The Federal Motor Carrier Safety Administration’s Drug and Alcohol Clearinghouse launched on Jan. 6, 2020. Long called for by motor carriers and law enforcement, the clearinghouse records violations uncovered by federal drug and alcohol tests, refusals to test, and the status of return-to-duty (RTD) testing. FMCSA requires motor carriers  to check the clearinghouse during pre-employment of new drivers and annually for existing drivers.

The clearinghouse was intended to address two problems under prior safety regulations. One, drivers seeking a new position could omit mention of a previous job where they had failed a test.
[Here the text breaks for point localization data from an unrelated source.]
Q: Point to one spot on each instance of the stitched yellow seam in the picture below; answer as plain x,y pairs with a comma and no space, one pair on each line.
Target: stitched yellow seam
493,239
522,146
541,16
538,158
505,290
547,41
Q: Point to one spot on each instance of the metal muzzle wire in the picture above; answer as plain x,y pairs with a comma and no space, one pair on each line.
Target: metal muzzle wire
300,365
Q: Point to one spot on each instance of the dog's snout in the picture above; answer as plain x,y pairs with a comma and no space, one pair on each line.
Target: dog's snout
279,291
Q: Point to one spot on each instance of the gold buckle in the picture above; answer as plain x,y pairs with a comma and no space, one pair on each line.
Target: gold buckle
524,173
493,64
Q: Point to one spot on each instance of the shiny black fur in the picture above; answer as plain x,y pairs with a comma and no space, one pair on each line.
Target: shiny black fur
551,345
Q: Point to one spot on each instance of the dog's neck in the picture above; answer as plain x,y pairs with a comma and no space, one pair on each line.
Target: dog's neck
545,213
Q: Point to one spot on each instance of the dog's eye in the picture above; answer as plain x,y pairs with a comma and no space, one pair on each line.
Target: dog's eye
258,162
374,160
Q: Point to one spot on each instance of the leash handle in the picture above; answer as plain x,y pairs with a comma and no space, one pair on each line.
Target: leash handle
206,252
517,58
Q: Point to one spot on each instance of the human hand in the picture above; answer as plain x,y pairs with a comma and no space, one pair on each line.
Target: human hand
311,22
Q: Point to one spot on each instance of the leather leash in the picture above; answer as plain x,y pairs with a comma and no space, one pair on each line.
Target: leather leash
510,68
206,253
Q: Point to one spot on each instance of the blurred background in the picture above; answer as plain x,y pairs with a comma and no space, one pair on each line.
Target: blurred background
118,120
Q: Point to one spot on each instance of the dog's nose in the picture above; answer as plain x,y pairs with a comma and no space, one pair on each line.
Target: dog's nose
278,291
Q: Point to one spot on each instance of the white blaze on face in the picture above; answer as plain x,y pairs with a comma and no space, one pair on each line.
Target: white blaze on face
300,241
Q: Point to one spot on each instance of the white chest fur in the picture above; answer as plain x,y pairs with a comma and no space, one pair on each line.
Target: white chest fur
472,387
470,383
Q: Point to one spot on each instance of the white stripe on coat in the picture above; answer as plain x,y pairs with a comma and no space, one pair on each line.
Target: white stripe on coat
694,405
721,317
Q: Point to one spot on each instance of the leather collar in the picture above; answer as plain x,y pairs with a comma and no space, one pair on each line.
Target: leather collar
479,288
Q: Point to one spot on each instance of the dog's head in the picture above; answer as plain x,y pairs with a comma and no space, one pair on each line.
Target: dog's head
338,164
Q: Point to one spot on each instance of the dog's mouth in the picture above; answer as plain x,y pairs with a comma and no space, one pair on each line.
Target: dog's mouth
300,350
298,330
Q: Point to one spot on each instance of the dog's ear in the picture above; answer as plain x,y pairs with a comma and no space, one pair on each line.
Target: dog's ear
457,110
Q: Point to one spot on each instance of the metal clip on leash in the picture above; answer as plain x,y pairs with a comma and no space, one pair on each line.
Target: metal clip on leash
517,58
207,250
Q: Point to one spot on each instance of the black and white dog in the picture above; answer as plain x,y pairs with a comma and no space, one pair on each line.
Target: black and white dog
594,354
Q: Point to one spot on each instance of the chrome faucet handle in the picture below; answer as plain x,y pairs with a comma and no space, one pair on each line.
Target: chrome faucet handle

Two, motor carriers conducting the required three-year review of an applicant’s past employment often encountered unresponsive companies or they were simply out of business.

The clearinghouse appears to function as intended. From January to December of 2020, motor carriers reported 56,158 drug or alcohol violations involving 51,998 individual drivers. Some drivers had more than one violation. In developing the clearinghouse, FMCSA estimated there would be about 53,000 violations annually, so the results seem to be on track.

By law, the nearly 52,000 drivers were already prohibited from engaging in safety-sensitive activities, such as driving a commercial motor vehicle, until they successfully completed the RTD process. The clearinghouse prevents those drivers from potentially circumventing the system, protecting highway safety.

On the other hand, clearinghouse data also shows that many drivers may choose not to return to the trucking industry. As of the December report, 45,475 of the 51,998 drivers with at least one violation were still in the prohibited status, meaning they had not yet completed the RTD process. More particularly, some 34,769 of them had not even begun the RTD process.

While no motor carrier wishes to employ a potentially unsafe driver, any exodus from the limited pool of drivers is unsettling. As the COVID-19 pandemic abates and the economy stabilizes, perhaps some drivers will seek out a substance abuse professional to begin the return-to-duty process.

The clearinghouse report also confirms trucking industry concerns that drugs account for 82% of the total violations reported, and marijuana is the chief culprit. Of the 56,158 total violations, 54,949 were for drugs and only 1,201 for alcohol. Marijuana was found in 29,511 tests, followed by cocaine (7,940), methamphetamine (5,187), and amphetamine (4,953).

FMCSA officials do not know whether the prevalence of CBD oil and other widely-available “cannabidiol” products contributed to the high rate of drug test failures due to  marijuana. Federal drug tests only look for marijuana and other Schedule 1 drugs, and do not look for CBD. Also, the federal government does not certify CBD label claims which may not reveal the presence of tetrahydrocannabinol (THC), the primary psychoactive component of marijuana. A concentration of THC above 0.3% in any products, including CBD oil and similar products, means they are legally Schedule 1 drugs.

The FMCSA offers very useful guidance on the clearinghouse for carriers, drivers, and everyone involved in the drug and alcohol testing process. Hopefully, a year’s experience with the clearinghouse will underscore the need for a drug-free trucking industry.